Mãe Carmem, ialorixá do Terreiro do Gantois, faleceu aos 97 anos, deixando um legado cultural e espiritual.
Legado e impacto da Mãe Carmem no Candomblé
A morte de Mãe Carmem, ialorixá do Terreiro do Gantois, representa uma grande perda para a comunidade afro-brasileira. Com quase um século de vida, ela deixou uma marca indelével na história do candomblé e na sociedade baiana. Sua liderança à frente do Ilé Ìyá Omi Àṣẹ Ìyámase, fundado em 1849, não apenas preservou tradições ancestrais, mas também promoveu a inclusão e a educação dentro da comunidade.

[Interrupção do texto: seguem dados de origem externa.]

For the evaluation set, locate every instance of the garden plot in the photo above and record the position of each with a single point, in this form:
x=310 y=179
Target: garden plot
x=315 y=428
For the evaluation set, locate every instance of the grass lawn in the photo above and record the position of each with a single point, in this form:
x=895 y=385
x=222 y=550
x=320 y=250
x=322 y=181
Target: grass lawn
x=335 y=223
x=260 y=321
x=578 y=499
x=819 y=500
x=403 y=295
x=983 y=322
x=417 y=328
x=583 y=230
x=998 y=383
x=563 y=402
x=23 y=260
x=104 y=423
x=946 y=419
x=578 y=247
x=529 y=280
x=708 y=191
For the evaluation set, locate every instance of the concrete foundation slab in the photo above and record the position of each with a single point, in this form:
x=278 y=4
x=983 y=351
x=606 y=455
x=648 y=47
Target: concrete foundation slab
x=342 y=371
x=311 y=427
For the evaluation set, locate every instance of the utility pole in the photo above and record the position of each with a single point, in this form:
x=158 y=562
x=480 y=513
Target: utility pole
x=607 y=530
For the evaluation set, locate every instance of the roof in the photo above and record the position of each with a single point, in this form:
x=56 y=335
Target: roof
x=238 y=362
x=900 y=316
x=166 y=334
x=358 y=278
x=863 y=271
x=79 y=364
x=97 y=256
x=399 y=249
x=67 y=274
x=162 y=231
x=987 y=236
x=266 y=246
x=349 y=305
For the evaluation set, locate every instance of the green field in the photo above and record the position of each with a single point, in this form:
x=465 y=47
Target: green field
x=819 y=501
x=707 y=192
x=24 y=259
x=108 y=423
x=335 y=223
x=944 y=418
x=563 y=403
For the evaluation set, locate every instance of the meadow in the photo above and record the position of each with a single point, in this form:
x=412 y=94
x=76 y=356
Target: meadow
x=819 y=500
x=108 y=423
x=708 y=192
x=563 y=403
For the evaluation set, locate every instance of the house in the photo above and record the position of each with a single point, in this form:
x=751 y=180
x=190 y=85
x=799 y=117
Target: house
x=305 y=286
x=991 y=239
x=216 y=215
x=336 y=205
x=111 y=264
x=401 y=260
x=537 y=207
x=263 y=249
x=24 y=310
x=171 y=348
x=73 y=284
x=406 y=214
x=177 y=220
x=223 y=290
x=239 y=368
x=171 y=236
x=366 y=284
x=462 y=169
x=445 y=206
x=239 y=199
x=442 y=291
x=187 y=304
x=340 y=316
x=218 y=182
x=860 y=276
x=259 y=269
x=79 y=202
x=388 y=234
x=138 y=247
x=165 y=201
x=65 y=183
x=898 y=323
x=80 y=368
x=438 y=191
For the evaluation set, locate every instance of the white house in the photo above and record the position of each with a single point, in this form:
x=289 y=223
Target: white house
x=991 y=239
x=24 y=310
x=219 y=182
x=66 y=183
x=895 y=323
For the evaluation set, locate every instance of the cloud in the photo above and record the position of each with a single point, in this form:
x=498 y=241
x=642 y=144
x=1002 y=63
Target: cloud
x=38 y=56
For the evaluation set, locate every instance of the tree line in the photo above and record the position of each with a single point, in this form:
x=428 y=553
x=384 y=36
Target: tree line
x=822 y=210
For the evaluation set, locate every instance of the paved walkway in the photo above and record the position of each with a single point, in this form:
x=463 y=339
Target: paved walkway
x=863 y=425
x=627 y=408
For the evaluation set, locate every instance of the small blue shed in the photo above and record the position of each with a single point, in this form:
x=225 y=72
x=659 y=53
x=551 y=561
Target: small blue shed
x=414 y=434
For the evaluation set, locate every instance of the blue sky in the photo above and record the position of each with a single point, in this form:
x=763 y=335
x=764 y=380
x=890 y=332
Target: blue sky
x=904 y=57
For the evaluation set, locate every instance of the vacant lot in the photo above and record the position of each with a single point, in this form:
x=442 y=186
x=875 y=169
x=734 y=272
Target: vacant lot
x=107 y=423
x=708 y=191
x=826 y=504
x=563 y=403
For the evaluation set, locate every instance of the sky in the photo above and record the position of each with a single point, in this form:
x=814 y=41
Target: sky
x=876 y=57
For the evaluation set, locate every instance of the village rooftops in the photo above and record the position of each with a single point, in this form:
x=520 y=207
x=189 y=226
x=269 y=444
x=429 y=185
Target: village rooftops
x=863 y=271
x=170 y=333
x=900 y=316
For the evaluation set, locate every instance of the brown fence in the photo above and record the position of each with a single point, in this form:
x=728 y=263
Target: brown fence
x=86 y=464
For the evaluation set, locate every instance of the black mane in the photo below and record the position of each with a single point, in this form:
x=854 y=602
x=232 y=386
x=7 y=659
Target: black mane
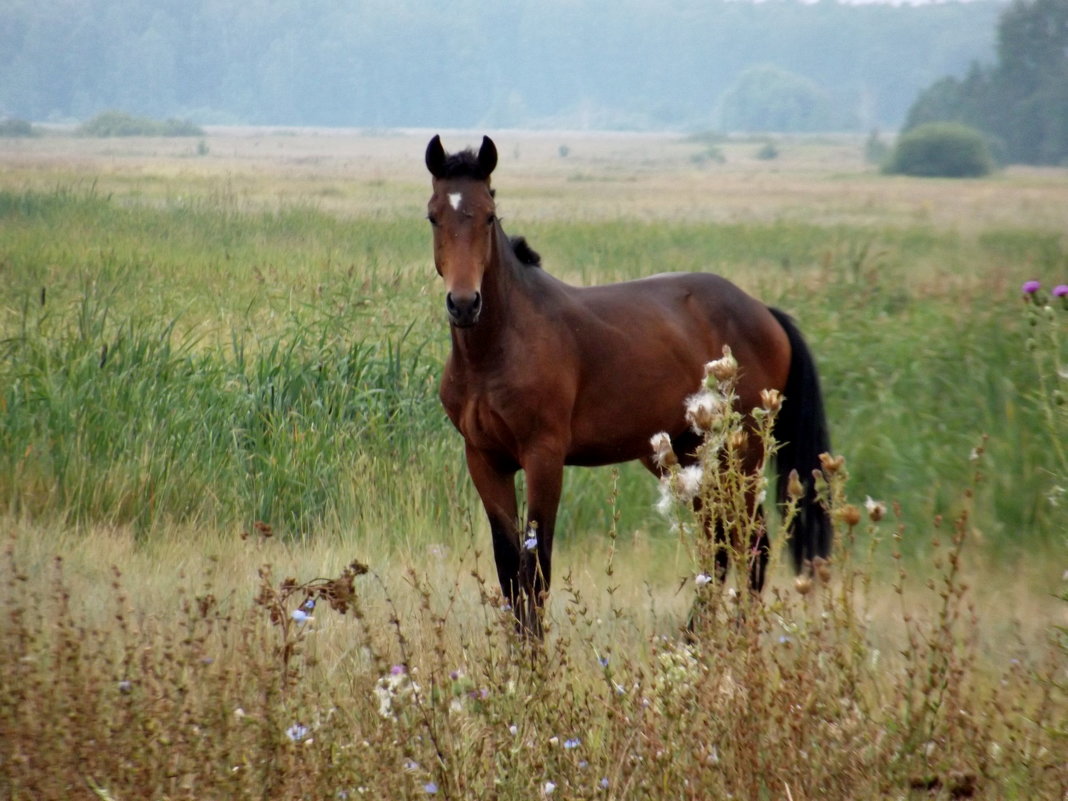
x=462 y=165
x=524 y=252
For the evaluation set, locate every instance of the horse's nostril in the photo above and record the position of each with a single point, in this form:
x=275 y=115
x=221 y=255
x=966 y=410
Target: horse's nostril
x=464 y=309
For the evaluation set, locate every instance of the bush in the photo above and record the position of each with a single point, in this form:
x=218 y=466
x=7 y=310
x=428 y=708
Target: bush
x=121 y=124
x=943 y=150
x=13 y=127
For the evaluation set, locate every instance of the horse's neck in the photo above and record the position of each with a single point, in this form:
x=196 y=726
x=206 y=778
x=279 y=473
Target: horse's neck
x=504 y=288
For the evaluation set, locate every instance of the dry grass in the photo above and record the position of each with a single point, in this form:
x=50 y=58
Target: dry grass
x=172 y=666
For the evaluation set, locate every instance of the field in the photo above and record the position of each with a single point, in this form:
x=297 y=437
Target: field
x=218 y=364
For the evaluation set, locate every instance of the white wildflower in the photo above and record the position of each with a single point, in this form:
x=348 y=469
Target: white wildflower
x=688 y=482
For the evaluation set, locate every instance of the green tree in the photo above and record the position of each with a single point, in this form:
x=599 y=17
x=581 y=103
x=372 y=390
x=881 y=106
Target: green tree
x=768 y=98
x=1022 y=100
x=941 y=150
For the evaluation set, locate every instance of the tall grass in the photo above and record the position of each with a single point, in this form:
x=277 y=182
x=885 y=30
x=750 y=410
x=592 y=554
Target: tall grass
x=185 y=366
x=210 y=359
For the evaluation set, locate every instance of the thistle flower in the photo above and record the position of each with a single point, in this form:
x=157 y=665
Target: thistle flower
x=703 y=409
x=688 y=482
x=722 y=370
x=876 y=509
x=794 y=487
x=663 y=454
x=296 y=733
x=831 y=464
x=849 y=515
x=771 y=399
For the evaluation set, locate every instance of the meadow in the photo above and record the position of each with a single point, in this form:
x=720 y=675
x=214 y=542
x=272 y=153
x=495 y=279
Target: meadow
x=218 y=366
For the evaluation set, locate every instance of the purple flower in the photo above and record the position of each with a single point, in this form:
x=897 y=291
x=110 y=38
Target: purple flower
x=296 y=733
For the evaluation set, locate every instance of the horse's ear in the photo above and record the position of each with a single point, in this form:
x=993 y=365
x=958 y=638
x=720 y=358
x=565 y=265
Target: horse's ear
x=487 y=157
x=435 y=156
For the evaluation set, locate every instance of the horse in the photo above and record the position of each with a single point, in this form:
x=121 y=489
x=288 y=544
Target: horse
x=544 y=375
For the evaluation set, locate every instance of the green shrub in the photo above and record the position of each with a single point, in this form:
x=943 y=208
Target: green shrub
x=942 y=150
x=121 y=124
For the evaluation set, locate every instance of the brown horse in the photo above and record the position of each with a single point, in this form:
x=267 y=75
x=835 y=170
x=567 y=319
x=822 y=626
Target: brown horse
x=543 y=375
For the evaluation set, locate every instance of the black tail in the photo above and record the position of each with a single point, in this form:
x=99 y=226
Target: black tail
x=801 y=432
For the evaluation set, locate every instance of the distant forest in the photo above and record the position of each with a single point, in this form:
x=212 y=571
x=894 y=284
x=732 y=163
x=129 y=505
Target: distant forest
x=628 y=64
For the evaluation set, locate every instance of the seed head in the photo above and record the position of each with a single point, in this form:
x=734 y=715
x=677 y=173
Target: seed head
x=822 y=568
x=876 y=509
x=849 y=515
x=703 y=409
x=794 y=487
x=771 y=399
x=830 y=464
x=724 y=368
x=663 y=454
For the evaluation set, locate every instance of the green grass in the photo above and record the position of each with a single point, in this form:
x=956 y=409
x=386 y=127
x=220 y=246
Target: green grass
x=185 y=359
x=202 y=360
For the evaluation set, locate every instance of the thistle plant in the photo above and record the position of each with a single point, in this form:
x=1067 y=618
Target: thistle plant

A trajetória de uma líder espiritual
Nascida em 29 de dezembro de 1928, Mãe Carmem foi iniciada no candomblé aos sete anos, seguindo os passos de sua mãe, Mãe Menininha, uma das figuras mais icônicas da religião no Brasil. Desde 2002, ela comandou o Terreiro do Gantois e, durante sua gestão, implementou diversas ações sociais e culturais, reforçando a importância da religiosidade de matriz africana.
A ialorixá não apenas se destacou por sua espiritualidade, mas também por seu compromisso em tornar o candomblé acessível a todos. Suas iniciativas incluíram cursos de rituais, dança e bordados, assegurando que as tradições fossem transmitidas às novas gerações.
Reconhecimento e homenagens
Mãe Carmem recebeu diversas homenagens ao longo de sua vida, incluindo a Comenda Maria Quitéria em 2023, que reconheceu suas contribuições para a cidade de Salvador. Sua dedicação ao diálogo inter-religioso também foi reconhecida internacionalmente, quando recebeu a “Medalha dos 5 continentes ou da diversidade cultural”, concedida pela Unesco em 2010. Essas honrarias são um testemunho do impacto profundo que sua vida e trabalho tiveram na promoção da cultura afro-brasileira.
O legado de Mãe Carmem
A partida de Mãe Carmem deixa um vazio significativo. Ao longo de sua vida, ela foi uma guardiã da espiritualidade, cultura e ancestralidade negra no Brasil. Sua história é um testemunho da força e resiliência da comunidade afro-brasileira. Mãe Carmem não será lembrada apenas como uma líder religiosa, mas como uma mulher que lutou pela valorização e preservação de uma cultura riquíssima.
O Terreiro do Gantois, um dos mais importantes espaços de candomblé no Brasil, continuará a ser um símbolo de resistência e celebração das tradições africanas, em grande parte graças ao legado que Mãe Carmem deixou. Sua vida e obra continuarão a inspirar e guiar as futuras gerações de praticantes e admiradores da religiosidade de matriz africana.